10. The antenna of claim 1 wherein both the outer conducting surface and the Co-Planar Waveguide feed trace are connected, and are at the same polarity, whereas the tuning element is at the opposite polarity to both said Co-Planar Waveguide feed trace and said outer conducting surface of the slot antenna.

11. The antenna of claim 1 wherein the inverted Co-Planar Waveguide can also invert the polarity of said Co-Planar Waveguide, and changes the polarity such that the inner edge of the internal slot can be considered either a positive or negative polarity and the polarity of the internal tuning element would be of the opposite polarity.

12. A dual polarization antenna comprising

an outer conducting surface or ground plane;

two internal slots or holes;

two orthogonal internal tuning element structures within the slot;

a Co-Planar Waveguide within each internal tuning element which operates as the feeds; and

a gap between the internal tuning elements and the slots.

13. The dual polarization antenna of claim 12 wherein the internal tuning elements as well as the inverted inner co-planar waveguide feed structures can be identical to each other in size and shape, or could be different in size and shape, to accommodate different frequency or bandwidth characteristics for the radiation from each individual polarization.

14. The dual polarization antenna of claim 12 wherein each tuning element has its own and unique RF connector that provides a unique response to each individual signal polarization.

15. The dual polarization antenna of claim 12 wherein the radiation from each Tuning Element has a radiation polarization orthogonal to each other.
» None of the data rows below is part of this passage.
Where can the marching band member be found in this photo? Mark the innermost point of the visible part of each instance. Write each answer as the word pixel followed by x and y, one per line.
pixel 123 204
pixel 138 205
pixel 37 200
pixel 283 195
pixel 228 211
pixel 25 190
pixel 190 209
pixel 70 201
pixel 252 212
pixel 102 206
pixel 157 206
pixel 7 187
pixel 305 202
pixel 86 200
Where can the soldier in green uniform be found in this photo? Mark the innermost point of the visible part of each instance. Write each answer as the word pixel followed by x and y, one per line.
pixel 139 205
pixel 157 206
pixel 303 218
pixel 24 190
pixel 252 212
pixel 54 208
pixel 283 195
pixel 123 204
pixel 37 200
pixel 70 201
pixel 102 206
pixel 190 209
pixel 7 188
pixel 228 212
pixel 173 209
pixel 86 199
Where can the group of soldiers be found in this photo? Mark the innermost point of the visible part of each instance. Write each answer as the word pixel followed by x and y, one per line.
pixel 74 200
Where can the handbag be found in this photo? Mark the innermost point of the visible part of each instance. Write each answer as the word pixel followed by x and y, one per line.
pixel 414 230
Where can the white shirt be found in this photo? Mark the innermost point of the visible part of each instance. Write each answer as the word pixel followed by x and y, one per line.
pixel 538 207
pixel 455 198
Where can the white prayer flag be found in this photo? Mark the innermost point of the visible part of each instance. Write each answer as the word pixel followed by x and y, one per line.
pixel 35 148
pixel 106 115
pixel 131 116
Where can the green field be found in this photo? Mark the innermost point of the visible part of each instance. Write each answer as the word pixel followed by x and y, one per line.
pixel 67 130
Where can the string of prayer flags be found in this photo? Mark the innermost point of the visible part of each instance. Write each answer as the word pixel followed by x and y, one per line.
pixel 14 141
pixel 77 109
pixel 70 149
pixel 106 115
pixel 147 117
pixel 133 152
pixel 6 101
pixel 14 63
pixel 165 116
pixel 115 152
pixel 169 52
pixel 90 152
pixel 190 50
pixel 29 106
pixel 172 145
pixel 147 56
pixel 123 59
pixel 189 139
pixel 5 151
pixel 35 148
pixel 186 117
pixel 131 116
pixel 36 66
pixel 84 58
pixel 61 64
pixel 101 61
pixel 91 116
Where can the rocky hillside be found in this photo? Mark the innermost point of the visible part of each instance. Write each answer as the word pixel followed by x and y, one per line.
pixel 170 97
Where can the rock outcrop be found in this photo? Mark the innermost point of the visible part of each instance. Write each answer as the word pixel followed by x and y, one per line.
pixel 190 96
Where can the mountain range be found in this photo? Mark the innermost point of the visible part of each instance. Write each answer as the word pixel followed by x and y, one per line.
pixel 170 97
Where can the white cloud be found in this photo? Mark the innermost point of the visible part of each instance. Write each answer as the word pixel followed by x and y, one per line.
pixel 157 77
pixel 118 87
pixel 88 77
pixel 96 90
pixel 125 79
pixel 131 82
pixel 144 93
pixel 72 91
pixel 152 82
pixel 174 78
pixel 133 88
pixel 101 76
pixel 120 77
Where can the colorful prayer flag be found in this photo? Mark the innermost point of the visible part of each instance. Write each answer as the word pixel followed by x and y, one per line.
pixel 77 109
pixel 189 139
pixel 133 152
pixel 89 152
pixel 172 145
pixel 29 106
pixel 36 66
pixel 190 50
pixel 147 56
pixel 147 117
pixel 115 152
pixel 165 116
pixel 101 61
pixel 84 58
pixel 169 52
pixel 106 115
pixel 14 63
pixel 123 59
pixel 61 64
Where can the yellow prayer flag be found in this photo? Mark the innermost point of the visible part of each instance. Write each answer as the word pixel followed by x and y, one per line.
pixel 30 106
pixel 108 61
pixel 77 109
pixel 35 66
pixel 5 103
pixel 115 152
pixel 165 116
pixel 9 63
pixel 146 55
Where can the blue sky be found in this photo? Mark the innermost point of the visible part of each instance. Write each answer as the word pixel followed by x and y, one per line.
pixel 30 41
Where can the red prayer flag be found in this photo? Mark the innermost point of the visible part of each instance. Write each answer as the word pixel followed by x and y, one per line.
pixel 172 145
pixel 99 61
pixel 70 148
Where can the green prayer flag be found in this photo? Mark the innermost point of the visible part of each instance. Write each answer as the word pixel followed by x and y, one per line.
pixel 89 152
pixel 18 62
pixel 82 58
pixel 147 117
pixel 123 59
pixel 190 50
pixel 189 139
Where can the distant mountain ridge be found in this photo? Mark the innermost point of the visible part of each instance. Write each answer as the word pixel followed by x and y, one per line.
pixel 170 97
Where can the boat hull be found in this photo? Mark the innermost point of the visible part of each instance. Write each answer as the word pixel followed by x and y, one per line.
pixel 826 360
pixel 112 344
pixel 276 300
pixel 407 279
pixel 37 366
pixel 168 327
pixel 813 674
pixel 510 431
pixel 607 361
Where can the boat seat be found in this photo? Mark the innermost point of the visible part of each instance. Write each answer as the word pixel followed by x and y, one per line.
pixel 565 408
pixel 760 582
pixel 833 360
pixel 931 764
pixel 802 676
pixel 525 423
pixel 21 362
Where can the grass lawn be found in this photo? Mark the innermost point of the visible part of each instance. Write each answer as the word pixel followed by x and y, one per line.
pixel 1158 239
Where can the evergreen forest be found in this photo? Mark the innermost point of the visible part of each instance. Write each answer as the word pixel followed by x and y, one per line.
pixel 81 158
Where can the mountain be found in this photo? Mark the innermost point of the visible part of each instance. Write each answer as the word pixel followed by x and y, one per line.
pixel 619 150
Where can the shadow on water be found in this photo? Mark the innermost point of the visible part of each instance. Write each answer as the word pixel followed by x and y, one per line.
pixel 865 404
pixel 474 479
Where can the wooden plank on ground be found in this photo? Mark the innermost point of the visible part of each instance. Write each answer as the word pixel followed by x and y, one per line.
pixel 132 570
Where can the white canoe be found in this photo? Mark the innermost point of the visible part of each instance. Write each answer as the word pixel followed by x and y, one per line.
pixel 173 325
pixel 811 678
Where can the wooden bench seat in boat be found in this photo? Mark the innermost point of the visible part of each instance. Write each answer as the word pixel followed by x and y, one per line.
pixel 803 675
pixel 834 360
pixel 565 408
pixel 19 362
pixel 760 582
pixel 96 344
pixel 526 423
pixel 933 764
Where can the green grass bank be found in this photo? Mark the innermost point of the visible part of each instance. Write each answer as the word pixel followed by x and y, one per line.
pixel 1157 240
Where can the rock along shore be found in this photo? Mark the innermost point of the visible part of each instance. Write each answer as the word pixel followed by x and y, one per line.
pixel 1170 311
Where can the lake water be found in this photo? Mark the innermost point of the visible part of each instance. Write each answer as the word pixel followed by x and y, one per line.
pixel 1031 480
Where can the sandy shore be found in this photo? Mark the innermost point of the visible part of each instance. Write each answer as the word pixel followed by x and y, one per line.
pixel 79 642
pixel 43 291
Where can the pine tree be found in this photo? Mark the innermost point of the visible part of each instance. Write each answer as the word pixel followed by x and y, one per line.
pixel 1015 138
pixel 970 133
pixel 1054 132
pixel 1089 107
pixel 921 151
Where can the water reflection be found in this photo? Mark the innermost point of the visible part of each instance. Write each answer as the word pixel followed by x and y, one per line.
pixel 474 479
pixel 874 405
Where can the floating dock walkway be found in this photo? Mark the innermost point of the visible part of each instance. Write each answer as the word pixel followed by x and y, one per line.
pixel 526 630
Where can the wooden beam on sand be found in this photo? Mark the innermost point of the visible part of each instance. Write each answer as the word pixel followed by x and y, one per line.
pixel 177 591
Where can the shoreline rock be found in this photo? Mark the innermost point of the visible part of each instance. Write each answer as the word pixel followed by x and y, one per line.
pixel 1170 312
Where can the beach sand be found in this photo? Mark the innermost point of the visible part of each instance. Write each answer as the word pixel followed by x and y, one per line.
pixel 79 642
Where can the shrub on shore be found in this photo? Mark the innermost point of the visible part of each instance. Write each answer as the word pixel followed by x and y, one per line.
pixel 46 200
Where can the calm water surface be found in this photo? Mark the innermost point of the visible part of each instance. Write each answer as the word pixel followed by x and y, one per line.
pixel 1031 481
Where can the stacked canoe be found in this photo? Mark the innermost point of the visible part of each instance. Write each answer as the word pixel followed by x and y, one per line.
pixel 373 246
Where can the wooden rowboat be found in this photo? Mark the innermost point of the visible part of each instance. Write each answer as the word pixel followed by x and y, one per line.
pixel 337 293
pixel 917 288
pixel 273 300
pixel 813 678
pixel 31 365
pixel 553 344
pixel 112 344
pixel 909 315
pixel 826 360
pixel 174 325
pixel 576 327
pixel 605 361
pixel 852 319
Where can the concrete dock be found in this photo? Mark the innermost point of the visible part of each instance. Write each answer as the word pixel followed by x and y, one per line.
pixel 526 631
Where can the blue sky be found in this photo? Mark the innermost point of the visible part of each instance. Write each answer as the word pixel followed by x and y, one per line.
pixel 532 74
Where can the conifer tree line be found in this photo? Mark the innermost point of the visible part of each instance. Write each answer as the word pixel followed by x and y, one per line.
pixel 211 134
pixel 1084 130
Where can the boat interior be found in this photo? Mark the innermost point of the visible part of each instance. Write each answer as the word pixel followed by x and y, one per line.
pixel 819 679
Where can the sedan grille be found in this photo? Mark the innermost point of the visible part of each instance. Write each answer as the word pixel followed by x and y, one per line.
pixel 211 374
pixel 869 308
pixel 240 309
16. The dual polarization antenna of claim 12 wherein a de-coupling bar can be inserted to de-couple or isolate each tuning element from one another.

17. A method of constructing a compact slot antenna comprising:

providing an outer conducting surface or ground plane;

providing one or two internal slots or holes;

providing internal tuning element structures within the slot;

providing a Co-Planar Waveguide within each internal tuning element which operates as the feed; and

providing a gap between the internal tuning elements and the slots.

18. The method of claim 17 wherein the slot, the feed, the tuning element and the slot gap are all internally located within the outer conductive surface or ground plane.

19. The method of claim 17 wherein all elements of the total structure are comprised from a single layer of metal; and all provided on the same the dielectric support surface or structure.

20. The method of claim 17 wherein all elements of the total structure are comprised from a single layer of metal; and all provided on the same dielectric support surface or structure.

21. The method of claim 17 wherein the full structure can be planar or conformal to any surface.

22. The method of claim 17 wherein the outer conducting surface can be in any shape, including a circle, square, oval, or rectangle.

23. The method of claim 17 wherein the Co-Planar Waveguide is inverted, and is internal to the tuning element within the slot; resulting in a compact structure.

24. The method of claim 17 wherein both the outer conducting surface and the Co-Planar Waveguide feed trace are connected, and are at the same polarity, whereas the tuning element is at the opposite polarity to both said Co-Planar Waveguide feed trace and said outer conducting surface of the slot antenna.

25. The method of claim 17 wherein the inverted Co-Planar Waveguide can also invert the polarity of said Co-Planar Waveguide, and changes the polarity such that the inner edge of the internal slot can be considered either a positive or negative polarity and the polarity of the internal tuning element would be of the opposite polarity.